The major reason that rust can be faster than C though, is because due to the way the compiler is constructed, you can lean on threading idiomatically. The same can be true for Go, coroutines vs no coroutines in some cases is going to be faster for the use case.
You can write these things to be the same speed or even faster in C, but you won’t, because it’s hard and you will introduce more bugs per KLOC in C with concurrency vs Go or Rust.
Not at all would that be valid.
C has a semantic model which was close to how early CPUs worked, but a lot has changed since. It's more like CPUs deliberately expose an API so that C programmers could feel at home, but stuff like SIMD and the like is non-existent in C besides as compiler extensions. But even just calling conventions, the stack, etc are all stuff you have no real control over in the C language, and a more optimal version of your code might want to do so. Sure, the compiler might be sufficiently smart, but then it might as well convert my Python script to that ultra-efficient machine code, right?
So no, you simply can't write everything in C, something like simd-json is just not possible. Can you put inline assembly into C? Yeah, but I can also call inline assembly from Scratch and JS, that's not C at all.
Also, Go is not even playing in the same ballpark as C/C++/Rust.
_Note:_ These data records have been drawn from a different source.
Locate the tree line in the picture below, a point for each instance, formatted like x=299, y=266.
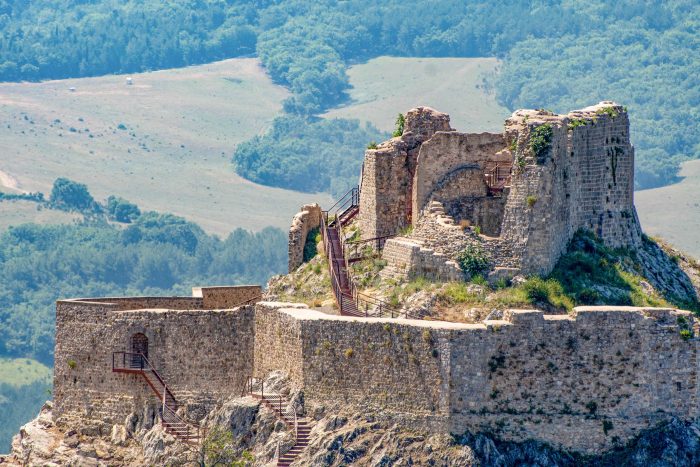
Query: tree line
x=558, y=54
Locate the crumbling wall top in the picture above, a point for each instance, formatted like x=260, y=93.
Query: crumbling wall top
x=424, y=122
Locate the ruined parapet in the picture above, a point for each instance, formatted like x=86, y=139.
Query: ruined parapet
x=571, y=172
x=585, y=382
x=423, y=122
x=451, y=167
x=221, y=297
x=387, y=174
x=308, y=219
x=409, y=259
x=203, y=355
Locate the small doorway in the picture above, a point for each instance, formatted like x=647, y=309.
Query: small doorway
x=139, y=349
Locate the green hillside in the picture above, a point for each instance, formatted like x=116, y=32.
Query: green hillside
x=163, y=142
x=673, y=212
x=384, y=86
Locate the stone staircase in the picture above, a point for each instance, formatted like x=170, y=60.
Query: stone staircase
x=137, y=363
x=300, y=426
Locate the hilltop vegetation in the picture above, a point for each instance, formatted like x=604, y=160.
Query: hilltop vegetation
x=556, y=53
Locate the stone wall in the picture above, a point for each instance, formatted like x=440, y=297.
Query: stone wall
x=278, y=341
x=304, y=221
x=585, y=382
x=583, y=178
x=452, y=164
x=216, y=298
x=387, y=174
x=408, y=259
x=203, y=356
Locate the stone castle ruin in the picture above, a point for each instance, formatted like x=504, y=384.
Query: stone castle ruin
x=523, y=192
x=586, y=381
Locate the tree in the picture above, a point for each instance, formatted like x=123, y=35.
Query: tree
x=72, y=196
x=121, y=210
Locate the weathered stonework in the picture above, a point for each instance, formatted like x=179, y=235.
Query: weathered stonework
x=582, y=179
x=304, y=221
x=584, y=382
x=202, y=354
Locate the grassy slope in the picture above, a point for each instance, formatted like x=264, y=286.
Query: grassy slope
x=673, y=212
x=182, y=126
x=21, y=212
x=384, y=86
x=21, y=371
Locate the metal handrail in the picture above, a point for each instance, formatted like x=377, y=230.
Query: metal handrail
x=142, y=367
x=290, y=411
x=168, y=414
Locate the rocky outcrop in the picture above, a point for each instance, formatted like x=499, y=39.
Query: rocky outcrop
x=336, y=440
x=305, y=221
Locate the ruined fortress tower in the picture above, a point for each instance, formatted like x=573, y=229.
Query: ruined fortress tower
x=525, y=191
x=585, y=381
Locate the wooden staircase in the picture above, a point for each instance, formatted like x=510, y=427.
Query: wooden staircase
x=279, y=404
x=350, y=301
x=137, y=363
x=498, y=178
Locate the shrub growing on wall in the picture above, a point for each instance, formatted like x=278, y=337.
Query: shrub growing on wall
x=473, y=260
x=540, y=139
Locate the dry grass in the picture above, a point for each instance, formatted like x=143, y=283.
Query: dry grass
x=385, y=86
x=181, y=125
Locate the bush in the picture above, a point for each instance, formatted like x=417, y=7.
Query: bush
x=400, y=122
x=72, y=196
x=121, y=210
x=473, y=260
x=540, y=139
x=456, y=292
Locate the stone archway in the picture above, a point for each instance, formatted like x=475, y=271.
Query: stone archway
x=139, y=346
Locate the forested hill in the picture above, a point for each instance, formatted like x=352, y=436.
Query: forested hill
x=558, y=54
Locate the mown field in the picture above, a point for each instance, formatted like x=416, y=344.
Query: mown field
x=385, y=86
x=673, y=212
x=164, y=142
x=22, y=212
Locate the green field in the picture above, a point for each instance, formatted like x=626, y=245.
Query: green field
x=673, y=212
x=21, y=212
x=181, y=127
x=21, y=371
x=385, y=86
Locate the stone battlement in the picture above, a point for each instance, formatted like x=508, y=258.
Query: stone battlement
x=556, y=174
x=585, y=381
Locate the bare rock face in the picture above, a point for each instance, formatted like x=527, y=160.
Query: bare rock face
x=42, y=442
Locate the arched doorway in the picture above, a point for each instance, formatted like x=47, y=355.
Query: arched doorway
x=139, y=347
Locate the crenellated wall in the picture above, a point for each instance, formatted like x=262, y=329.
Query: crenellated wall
x=583, y=178
x=584, y=382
You can contort C to trick it into being fast[1], but it quickly becomes an unmaintainable nightmare so almost nobody does.
1: eg, correct use of restrict, manually creating move semantics, manually creating small string optimizations, etc...
It's not just "a sufficiently smart compiler", without completely unrealistic (as in "halting problem" unrealistic, in the general case) "smartness".
So no, C is inherently slower than some other languages.
In other words, someone should name a language Cerenkov
Besides the famous "C is not a low-level language" blog post.. I don't even get what you are thinking. C is not even the performance queen for large programs (the de facto standard today is C++ for good reasons), let alone for tiny ultra hot loops like codecs and stuff, which are all hand-written assembly.
It's not even hard to beat C with something like Rust or C++, because you can properly do high level optimizations as the language is expressive enough for that.